With communication and trainings, we aim to boost contribution and consumption throughout the company, as well as making sure we are close to the needs of our data consumers.
We started the team with Analytics Engineers (AEs) and Business Analysts (BAs).
The AEs were more focused on the implementation, leveraging dimensional modelling concepts to design robust architecture and tooling, the execution performance, the monitoring, and the technical rules enforcements in our repository. They were also key to clarify some intricate calculations to make rigorously sure they were correct.
The BAs were more focused on being closer to business needs and understanding which data to add first, helping to align on metrics definitions when there was no clear consensus, and document our processes that generate this data.

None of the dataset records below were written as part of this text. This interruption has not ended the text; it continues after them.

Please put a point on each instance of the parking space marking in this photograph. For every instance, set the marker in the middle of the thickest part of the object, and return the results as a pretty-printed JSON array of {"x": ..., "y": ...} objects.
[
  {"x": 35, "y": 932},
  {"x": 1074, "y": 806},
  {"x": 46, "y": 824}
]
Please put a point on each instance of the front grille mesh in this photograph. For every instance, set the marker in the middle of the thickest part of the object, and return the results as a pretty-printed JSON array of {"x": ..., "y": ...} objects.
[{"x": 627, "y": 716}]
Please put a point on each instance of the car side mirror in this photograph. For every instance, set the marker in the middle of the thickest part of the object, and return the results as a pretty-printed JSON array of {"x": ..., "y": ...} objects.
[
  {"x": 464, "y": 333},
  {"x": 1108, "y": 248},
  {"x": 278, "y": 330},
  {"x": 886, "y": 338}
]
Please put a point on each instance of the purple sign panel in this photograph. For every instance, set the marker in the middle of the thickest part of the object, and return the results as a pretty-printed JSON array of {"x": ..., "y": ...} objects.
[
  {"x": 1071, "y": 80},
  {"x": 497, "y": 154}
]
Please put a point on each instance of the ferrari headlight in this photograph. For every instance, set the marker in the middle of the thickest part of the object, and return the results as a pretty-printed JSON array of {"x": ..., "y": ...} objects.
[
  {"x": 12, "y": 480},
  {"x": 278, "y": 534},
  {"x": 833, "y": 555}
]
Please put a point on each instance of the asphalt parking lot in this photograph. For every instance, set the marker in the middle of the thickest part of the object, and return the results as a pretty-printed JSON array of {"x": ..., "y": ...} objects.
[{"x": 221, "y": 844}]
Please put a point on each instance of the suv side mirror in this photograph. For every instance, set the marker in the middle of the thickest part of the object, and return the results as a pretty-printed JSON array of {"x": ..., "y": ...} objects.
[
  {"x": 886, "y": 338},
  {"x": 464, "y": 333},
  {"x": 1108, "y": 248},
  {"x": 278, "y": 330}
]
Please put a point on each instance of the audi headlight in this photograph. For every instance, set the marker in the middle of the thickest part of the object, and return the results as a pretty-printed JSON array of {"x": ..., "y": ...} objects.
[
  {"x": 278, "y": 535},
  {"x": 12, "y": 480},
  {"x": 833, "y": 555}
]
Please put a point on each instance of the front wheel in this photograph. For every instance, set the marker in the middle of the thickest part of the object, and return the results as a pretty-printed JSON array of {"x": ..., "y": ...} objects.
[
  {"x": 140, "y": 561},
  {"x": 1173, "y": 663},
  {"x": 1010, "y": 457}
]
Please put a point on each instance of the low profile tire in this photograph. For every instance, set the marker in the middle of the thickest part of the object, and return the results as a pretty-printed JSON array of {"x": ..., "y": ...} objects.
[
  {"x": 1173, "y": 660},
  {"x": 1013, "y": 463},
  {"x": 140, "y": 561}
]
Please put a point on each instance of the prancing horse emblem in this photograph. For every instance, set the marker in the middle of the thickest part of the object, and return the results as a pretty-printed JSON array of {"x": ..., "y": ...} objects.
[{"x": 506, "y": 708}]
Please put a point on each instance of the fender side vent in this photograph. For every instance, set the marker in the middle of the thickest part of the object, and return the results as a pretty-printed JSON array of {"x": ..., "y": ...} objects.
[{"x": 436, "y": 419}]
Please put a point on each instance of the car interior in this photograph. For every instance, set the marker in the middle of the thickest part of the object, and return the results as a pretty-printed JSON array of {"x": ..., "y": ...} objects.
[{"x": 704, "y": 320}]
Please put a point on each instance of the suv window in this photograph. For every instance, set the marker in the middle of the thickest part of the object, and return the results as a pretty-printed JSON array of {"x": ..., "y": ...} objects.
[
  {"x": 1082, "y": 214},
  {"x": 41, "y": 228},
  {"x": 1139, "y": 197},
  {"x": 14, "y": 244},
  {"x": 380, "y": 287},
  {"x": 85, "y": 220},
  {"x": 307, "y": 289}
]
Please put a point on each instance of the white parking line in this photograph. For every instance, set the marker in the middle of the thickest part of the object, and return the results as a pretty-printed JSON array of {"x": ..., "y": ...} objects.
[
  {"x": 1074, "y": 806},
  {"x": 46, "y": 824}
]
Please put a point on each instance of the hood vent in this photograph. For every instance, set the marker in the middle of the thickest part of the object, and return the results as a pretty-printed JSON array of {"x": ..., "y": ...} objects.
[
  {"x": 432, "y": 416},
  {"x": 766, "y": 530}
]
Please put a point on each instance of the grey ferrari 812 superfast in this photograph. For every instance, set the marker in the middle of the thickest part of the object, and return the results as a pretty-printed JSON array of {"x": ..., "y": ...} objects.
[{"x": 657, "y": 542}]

Moreover, they also integrated this core data concept with our data visualization tool, not only in the way data was organized in it but by providing some dashboards and insights based on those company-wide metrics, on which the considerable traction gave visibility to our project.
The main impact is regarding productivity of getting data and using it. However measuring the increase in productivity is a challenge in itself, as measuring the exact time to look for data changes is impossible. Our approach so far is to have a proxy with surveys to data consumers.
A second impact is on having metrics and definitions accepted as “source-of-truth” by the whole company. We measure that by looking at how many teams are using our core tables, and how many queries are run on our core tables vs “competitors”, ie. similar tables that are not checked.
Finally we also measure the performance of our tables, both in terms of execution performance (time to load) and in terms of issues that had to be fixed reactively.
Remember the example at the beginning of this post? We wanted to get the number of customers. One of the core datasets we created is a table on a customer grain, with the snapshot of the most recent information about him/her. It has a column for each most common option to get this value, and a documentation explaining what exactly every option is taking into account.
You can easily compare with other reports that use the same column, and if you are going to use that data for a regular report you need to send, you can rely on that data as it is going to be monitored and maintained.
This is now much more straightforward and quicker than it would have been before, where you would have first asked people or tried to compare multiple different calculations from other reports.
As with every platform that enables users to consume and contribute with the least constraints possible, success leads to amounts and variety of content so large that curating this content becomes a key challenge to tackle to keep the platform as relevant and user-friendly as possible.
The core data framework is a way to separate one category of tables that follow a strict set of rules, and implement processes to make sure they are maintained over time and that contribution keeps a pace that follows our new data needs. Communication is also key to do across the company to make sure the initiative is understood and known.
Some of the challenges we had while implementing were about:
- What are the steps to get to a comprehensive “core data” folder? How do we choose and prioritize tables to add to the folder? What is the critical mass of tables that should be a milestone?
- How do we launch and define maintenance owners for each table added to that folder? How can we detect new issues in a core dataset ?
- How do we define what are the columns that are shared across the company?
- What are the KPIs we monitor ? What does that entail on the data visualization tools?
We hope to share our answers to some of those questions in some upcoming articles!